Voltemos à direcção de chegada dos raios cósmicos. Foi ela que indicou aos cientistas que estes raios vinham de fora da Via Láctea. Se chegassem por igual de todas as direcções significava que vinham da nossa galáxia. Mas não foi o que se verificou. Ou seja, chegaram mais raios cósmicos com esta energia de uma direcção do que de outras. “O observatório concluiu que a quantidade de partículas que chega de uma metade do céu é 6% superior à quantidade que chega da metade oposta”, lê-se no comunicado. “A direcção de onde nos chegam mais partículas está muitíssimo afastada (120º em ângulo) do centro e do plano da nossa galáxia, ao contrário do que se esperaria se estas partículas tivessem origem na Via Láctea.”
E para que direcção apontam? Para um sítio onde a densidade de galáxias é muito elevada. “Apontam para uma zona extragaláctica, onde há mais galáxias e mais matéria”, frisa Lorenzo Cazon. “Além de as direcções de chegada das partículas apontarem para uma região relativamente ampla do céu e não para fontes específicas, há que ter em conta que mesmo partículas de energias tão elevadas são desviadas pelo campo magnético da nossa galáxia antes de chegarem à Terra, afastando-se da sua direcção original algumas dezenas de graus”, refere ainda o comunicado. Mesmo assim, não vêm da Via Láctea.
Há ainda tantas perguntas
Este resultado “é um dos mais entusiasmantes que obtivemos e esclarece um dos problemas que queríamos resolver quando o observatório foi concebido pelo James Cronin e por mim há mais de 25 anos”, comenta Alan Watson, que agora é responsável emérito da colaboração, no comunicado. Já Pedro Assis, professor no Instituto Superior Técnico e responsável pelo grupo do LIP na colaboração, diz que é “uma importante janela para o nascimento das partículas mais energéticas que se conhecem.”
Mas ainda há muito a saber, salienta Lorenzo Cazon. “A pergunta principal é: o que são exactamente? Sabemos que são núcleos atómicos mas não sabemos que núcleos. E isso, no fundo, são ingredientes para a pergunta final: onde se produzem e como produzem estas energias tão altas?”
Tanto Lorenzo Cazon como Pedro Abreu apontam algumas respostas, ainda sem confirmação científica. Perguntamos: Que matéria extragaláctica é esta de onde vêm os raios? “Matéria normal. Podem vir de processos violentíssimos. Podem ser núcleos activos de galáxias ou explosões de raios gama”, responde Lorenzo Cazon. “Outras galáxias, onde há processos muito violentos”, diz também Pedro Abreu. E reforça: “É o que achamos. Não estamos a afirmar de onde vêm.” Agora sabe-se mesmo de onde não vêm: da Via Láctea.

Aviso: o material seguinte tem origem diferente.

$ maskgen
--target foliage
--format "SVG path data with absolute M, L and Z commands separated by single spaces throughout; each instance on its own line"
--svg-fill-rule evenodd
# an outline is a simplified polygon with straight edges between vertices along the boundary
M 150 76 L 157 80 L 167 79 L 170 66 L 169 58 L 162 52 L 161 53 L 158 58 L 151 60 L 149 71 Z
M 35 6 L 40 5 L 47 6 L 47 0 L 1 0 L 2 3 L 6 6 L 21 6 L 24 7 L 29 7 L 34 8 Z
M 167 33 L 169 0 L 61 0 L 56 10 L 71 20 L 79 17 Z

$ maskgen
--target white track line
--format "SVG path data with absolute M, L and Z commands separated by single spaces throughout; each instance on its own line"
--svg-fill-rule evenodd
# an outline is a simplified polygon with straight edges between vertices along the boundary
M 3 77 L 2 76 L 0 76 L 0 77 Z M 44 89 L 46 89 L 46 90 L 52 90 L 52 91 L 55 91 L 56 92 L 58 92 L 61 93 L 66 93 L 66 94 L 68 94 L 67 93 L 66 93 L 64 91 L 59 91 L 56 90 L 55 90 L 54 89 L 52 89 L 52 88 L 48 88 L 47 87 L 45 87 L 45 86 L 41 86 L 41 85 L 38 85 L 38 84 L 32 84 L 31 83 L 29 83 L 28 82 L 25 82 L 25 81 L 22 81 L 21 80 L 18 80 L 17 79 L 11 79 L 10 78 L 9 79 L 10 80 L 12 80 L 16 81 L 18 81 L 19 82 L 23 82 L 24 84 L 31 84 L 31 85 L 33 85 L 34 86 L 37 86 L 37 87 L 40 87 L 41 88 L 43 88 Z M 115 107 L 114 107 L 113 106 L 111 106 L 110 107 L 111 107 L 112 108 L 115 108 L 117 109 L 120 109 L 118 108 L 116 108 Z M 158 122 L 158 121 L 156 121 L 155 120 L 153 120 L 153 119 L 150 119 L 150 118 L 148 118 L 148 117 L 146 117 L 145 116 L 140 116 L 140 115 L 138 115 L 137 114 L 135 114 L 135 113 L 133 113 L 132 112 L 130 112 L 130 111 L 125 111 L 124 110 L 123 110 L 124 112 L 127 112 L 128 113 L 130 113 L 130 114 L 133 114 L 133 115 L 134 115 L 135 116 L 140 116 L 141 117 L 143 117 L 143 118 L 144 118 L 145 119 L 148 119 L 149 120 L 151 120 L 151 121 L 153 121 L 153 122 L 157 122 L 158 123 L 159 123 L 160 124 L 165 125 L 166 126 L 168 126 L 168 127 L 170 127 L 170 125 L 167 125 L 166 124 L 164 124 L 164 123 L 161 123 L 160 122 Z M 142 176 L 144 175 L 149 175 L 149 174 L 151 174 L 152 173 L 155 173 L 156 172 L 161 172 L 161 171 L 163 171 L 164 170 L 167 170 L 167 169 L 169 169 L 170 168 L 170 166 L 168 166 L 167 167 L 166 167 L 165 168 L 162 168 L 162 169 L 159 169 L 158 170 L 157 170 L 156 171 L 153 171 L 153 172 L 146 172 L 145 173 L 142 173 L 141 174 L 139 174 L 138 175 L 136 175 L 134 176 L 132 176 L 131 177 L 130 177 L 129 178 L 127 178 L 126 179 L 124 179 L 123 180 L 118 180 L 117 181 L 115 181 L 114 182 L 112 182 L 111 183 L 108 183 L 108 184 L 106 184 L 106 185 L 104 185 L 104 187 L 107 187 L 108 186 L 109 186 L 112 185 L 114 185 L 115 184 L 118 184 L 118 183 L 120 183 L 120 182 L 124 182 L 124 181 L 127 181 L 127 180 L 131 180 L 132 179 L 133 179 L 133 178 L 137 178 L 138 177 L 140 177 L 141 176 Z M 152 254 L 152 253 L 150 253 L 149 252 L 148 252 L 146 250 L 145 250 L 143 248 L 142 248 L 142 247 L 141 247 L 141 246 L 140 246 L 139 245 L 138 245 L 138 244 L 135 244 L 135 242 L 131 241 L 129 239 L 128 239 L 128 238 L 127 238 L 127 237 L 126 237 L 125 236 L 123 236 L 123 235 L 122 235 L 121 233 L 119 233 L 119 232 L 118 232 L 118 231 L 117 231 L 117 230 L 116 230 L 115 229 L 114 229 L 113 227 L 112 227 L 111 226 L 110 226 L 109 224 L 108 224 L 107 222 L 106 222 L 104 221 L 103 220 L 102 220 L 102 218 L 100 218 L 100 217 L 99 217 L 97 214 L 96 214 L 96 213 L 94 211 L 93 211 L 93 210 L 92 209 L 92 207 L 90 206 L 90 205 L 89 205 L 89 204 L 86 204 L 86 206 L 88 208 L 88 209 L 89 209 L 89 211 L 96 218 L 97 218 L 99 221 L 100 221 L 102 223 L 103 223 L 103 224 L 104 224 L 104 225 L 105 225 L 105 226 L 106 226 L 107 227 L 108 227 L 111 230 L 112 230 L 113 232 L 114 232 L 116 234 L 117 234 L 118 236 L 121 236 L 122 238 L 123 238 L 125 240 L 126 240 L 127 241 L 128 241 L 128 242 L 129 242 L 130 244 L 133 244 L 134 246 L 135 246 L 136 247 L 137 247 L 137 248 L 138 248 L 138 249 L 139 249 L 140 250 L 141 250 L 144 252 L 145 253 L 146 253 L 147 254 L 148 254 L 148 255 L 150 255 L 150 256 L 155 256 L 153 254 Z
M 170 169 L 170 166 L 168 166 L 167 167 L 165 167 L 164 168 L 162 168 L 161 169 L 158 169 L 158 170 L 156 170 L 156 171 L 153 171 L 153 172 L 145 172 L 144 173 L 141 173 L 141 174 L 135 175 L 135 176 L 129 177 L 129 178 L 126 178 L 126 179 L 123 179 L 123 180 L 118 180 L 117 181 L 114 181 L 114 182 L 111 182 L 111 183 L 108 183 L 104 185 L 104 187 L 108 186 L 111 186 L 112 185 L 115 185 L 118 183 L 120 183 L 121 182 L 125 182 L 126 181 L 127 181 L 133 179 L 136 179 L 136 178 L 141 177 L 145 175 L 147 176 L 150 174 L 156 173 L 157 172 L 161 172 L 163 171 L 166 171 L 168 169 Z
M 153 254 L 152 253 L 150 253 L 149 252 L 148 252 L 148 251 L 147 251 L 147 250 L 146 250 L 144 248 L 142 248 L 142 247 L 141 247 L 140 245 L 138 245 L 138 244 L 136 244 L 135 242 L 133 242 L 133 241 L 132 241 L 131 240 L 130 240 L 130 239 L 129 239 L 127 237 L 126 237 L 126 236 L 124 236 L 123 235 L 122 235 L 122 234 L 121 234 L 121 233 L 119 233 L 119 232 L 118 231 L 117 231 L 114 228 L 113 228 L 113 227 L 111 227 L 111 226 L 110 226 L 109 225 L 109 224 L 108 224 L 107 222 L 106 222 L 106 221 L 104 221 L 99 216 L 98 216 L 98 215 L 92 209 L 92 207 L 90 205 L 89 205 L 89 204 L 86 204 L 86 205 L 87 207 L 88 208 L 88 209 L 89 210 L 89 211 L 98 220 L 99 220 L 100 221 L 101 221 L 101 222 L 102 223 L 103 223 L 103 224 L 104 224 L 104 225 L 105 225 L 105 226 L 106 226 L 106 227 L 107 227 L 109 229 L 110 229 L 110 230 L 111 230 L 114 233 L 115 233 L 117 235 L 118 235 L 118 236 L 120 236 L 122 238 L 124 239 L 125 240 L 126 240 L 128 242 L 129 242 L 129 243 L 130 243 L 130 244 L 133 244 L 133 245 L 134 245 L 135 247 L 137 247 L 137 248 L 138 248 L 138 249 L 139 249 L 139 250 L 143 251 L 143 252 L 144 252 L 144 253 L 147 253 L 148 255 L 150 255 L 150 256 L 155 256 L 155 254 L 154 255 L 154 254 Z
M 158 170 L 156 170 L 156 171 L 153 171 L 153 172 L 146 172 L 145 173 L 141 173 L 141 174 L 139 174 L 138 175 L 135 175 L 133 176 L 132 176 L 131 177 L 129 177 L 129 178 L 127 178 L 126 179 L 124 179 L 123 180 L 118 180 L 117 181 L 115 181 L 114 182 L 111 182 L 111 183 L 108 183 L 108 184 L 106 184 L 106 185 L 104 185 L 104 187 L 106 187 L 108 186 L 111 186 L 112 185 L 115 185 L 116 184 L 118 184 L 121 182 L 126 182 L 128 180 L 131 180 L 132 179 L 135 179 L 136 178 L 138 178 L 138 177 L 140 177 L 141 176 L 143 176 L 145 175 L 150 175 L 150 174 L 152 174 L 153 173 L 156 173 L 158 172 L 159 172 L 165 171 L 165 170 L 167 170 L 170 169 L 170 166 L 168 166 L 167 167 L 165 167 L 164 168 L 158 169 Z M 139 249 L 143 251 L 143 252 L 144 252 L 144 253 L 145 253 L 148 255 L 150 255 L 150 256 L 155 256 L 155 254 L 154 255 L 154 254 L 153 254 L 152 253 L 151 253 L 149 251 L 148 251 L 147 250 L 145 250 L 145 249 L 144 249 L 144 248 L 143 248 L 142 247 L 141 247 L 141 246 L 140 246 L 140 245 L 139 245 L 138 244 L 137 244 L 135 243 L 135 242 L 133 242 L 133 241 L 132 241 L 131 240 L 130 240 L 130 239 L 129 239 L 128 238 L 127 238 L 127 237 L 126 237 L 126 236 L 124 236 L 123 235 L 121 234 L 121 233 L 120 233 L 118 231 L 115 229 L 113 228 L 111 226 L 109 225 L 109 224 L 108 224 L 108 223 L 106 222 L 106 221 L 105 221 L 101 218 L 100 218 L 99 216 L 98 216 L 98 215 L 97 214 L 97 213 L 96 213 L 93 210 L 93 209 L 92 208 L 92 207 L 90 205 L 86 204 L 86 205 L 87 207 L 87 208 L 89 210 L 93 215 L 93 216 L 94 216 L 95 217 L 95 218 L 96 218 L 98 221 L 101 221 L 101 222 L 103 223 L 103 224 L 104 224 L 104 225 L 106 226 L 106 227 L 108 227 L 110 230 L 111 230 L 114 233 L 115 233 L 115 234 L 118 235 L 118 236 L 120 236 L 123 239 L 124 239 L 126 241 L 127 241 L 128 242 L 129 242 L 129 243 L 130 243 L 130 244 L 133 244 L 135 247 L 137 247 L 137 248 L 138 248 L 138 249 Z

Estes raios cósmicos podem dar-nos informações sobre a origem do Universo? “Isso não sabemos de todo”, adianta-se logo Pedro Abreu. Por sua vez, o físico Gregory Snow, também autor do trabalho, afirma no comunicado da Universidade de Nebrasca-Lincoln (Estados Unidos): “Pela compreensão da origem destas partículas, esperamos perceber mais sobre a origem do Universo, o Big Bang, como as galáxias e os buracos negros se formam e coisas como essas.” Lorenzo Cazon diz mesmo que estes raios cósmicos não foram produzidos directamente pelo Big Bang. “Os raios cósmicos podem estar directamente ligados a objectos astrofísicos muito violentos que existem no Universo, como buracos negros ou núcleos de galáxias”, reforça.
Ainda há raios cósmicos com energia superior e que são menos desviados pelos campos magnéticos. “As suas direcções de chegada apontam para mais perto das fontes que os produziram”, refere o comunicado. Estes raios cósmicos ainda são mais raros do que os do recente estudo, frisa Pedro Abreu. Por isso, para se aperfeiçoar a detecção destes raios cósmicos (e também dos deste trabalho) já estão a ser feitas melhorias no observatório que podem estar prontas em 2018. A caça aos raios cósmicos ainda agora começou.